7. Vaccine manufacture: following further processing, manufacturers grow the three vaccine strains in eggs (although several producers are establishing alternative processes using cell culture rather than eggs). These are then killed (except for vaccines containing live-attenuated viruses), purified, processed and filled into vials, syringes or sprayers.

8. Vaccine standardization: to ensure vaccines have comparable efficacy, manufacturers use potency testing reagents standardized by the WHO Reference Laboratories and the Collaborating Centre in Japan. To support this process manufacturers supply Reference Laboratories with reagents or provide materials for their production, and are charged for the service by the UK Reference Laboratory, which provides most of the reagents used globally, to recover its costs.

9. Regulatory control and vaccine release: to ensure that each batch conforms to the required quality standards they must pass local regulatory agencies’ confirmatory testing, which is carried out throughout the production process, before vaccines can be released for use.
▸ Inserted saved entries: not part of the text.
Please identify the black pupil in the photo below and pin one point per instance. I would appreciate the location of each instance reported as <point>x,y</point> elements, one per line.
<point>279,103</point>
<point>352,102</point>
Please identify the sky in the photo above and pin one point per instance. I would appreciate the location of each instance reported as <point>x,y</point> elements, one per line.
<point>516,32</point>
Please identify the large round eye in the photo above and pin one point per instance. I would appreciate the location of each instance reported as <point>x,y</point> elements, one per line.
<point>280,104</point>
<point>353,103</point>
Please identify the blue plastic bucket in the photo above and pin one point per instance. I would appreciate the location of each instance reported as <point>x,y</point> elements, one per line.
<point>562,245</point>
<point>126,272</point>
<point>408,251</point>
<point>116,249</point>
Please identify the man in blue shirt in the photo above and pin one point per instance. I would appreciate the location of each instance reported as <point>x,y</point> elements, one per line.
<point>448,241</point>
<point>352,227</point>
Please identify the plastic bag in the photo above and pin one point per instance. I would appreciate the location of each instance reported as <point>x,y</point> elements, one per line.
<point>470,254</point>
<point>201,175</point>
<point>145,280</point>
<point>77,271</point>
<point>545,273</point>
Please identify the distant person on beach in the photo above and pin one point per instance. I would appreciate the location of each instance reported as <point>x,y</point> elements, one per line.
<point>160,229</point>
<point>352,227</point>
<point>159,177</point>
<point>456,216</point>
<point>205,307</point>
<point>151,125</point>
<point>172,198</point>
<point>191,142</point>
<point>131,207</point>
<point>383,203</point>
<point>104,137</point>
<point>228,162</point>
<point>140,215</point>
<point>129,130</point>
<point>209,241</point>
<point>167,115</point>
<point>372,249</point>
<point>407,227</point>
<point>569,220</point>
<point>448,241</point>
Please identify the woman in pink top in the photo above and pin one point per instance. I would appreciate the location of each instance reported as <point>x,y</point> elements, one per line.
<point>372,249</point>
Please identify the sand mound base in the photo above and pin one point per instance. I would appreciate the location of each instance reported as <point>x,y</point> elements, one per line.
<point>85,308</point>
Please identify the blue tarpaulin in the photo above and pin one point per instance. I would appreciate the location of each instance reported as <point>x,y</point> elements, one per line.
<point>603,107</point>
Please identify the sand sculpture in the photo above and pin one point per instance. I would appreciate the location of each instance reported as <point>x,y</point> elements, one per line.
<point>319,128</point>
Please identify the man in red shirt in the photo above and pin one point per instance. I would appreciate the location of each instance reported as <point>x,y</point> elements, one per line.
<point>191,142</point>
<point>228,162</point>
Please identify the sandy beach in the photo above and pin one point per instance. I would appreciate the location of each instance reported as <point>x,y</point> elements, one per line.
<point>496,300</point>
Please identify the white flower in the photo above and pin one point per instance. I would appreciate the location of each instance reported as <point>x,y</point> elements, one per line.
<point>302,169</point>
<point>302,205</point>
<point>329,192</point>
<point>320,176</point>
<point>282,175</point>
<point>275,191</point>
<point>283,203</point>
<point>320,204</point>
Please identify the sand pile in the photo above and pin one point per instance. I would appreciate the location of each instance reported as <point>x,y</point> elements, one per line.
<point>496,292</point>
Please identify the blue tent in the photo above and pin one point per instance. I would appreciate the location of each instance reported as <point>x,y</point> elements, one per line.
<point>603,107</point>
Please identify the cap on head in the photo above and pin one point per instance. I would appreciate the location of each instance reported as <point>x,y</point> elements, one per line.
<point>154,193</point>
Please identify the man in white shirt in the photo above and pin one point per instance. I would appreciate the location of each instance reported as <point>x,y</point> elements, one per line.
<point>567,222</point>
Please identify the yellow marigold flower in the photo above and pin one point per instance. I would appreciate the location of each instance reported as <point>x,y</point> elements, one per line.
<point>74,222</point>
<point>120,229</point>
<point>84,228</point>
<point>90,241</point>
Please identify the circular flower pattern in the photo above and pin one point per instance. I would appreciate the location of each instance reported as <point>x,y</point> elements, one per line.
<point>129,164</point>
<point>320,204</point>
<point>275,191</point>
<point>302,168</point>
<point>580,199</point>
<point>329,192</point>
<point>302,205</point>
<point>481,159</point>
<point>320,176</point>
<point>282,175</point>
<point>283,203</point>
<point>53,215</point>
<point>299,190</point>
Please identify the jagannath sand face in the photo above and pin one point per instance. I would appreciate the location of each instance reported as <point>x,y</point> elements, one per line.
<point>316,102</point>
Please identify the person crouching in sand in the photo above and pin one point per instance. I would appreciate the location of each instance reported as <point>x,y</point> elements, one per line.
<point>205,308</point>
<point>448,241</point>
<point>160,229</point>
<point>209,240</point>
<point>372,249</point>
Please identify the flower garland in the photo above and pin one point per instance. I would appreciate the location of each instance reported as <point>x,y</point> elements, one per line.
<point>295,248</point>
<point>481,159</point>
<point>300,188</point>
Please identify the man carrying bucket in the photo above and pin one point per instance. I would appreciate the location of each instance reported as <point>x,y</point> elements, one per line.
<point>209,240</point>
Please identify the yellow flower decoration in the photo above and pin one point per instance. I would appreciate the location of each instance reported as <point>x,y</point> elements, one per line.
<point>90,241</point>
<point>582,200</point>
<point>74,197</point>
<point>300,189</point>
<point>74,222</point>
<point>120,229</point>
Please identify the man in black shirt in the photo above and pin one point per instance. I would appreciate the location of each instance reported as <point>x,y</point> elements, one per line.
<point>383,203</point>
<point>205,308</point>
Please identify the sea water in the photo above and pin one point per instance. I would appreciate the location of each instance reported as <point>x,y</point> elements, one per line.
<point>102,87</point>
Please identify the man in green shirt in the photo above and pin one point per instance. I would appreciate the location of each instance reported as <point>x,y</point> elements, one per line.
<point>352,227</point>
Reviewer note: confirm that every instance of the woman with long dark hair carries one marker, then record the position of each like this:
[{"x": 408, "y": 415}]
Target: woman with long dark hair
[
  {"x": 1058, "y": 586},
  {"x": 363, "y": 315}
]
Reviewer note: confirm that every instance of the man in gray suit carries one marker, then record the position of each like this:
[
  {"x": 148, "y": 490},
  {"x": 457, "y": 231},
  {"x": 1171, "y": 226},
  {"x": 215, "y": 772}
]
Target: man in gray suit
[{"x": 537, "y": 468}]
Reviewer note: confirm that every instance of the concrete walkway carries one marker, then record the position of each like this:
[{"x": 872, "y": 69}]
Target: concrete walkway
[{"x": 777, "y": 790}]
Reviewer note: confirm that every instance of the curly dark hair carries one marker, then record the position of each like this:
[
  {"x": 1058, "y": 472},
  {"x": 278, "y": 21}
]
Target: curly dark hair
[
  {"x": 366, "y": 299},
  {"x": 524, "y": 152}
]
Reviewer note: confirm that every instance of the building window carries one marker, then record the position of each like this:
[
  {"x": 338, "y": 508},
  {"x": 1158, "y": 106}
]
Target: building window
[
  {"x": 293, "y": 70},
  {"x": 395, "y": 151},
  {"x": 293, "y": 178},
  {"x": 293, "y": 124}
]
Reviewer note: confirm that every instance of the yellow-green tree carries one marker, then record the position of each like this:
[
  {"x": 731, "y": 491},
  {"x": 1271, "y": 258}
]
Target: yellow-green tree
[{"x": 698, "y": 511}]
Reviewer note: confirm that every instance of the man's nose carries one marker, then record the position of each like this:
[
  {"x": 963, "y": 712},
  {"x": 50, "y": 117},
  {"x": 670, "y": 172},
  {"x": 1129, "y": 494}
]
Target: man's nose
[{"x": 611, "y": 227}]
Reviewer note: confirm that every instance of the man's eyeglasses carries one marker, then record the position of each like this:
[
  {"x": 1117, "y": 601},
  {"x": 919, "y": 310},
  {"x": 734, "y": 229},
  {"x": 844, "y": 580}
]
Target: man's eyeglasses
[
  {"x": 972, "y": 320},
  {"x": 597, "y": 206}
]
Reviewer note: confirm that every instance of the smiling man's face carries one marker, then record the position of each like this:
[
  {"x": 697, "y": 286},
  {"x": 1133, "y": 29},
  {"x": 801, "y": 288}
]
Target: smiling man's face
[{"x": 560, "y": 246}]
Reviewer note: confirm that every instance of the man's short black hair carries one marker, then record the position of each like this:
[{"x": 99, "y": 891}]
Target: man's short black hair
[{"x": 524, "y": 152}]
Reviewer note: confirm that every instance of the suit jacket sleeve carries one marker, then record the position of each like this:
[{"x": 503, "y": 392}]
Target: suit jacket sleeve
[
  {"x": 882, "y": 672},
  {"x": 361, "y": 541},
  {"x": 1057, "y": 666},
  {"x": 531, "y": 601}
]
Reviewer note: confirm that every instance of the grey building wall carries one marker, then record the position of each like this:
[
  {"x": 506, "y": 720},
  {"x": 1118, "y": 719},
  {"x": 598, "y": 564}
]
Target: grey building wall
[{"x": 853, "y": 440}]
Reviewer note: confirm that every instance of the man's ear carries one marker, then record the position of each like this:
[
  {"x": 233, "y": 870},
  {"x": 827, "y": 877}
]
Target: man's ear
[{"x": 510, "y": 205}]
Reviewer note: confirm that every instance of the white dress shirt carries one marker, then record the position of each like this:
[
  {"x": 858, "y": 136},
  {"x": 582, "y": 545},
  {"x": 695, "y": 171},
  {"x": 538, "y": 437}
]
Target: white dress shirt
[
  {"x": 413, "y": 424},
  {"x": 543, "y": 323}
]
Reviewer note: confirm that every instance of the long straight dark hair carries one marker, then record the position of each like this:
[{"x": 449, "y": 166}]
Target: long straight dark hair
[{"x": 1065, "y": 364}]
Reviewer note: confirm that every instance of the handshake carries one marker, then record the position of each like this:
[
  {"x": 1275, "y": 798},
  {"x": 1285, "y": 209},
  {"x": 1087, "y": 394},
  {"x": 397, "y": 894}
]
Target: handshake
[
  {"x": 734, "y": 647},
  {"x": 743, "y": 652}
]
The WHO network is also responsible for identifying any unusual influenza ‘A’ viruses with the potential to cause a pandemic. Due to the danger posed by these viruses, additional steps are required for their safe monitoring and use in vaccine strain production.

A. Virus isolation: appropriate containment facilities (biosafety level 3 / 4) are required for safe virus isolation and handling.

B. High-growth vaccine strains: for H5N1 viruses only the WHO Collaborating Centre in the US, Reference Laboratory in the UK and the laboratory at St Judes Children’s Hospital in the USA have the appropriate facilities to prepare high-growth strains for vaccine manufacture. In addition, these viruses require strict safety testing, and genetic modification to prevent them killing the eggs used in production.

C. Vaccine production: some countries treat these strains as genetically modified organisms and impose restrictions on their import, handling and production, making research and manufacture more complicated and time consuming.

Influenza vaccine production is a complex, highly time-constrained process. From the WHO strain recommendation to the release of the first vaccine batches takes 5-6 months. As a result, it is the flexibility and collaborative approach of all those involved that ensures vaccine is available each year. In the event of a pandemic, the time pressures will be even more intense. Therefore, maintaining and strengthening the system must be a key priority, to enhance the world’s ability to address the continuing threat posed by influenza.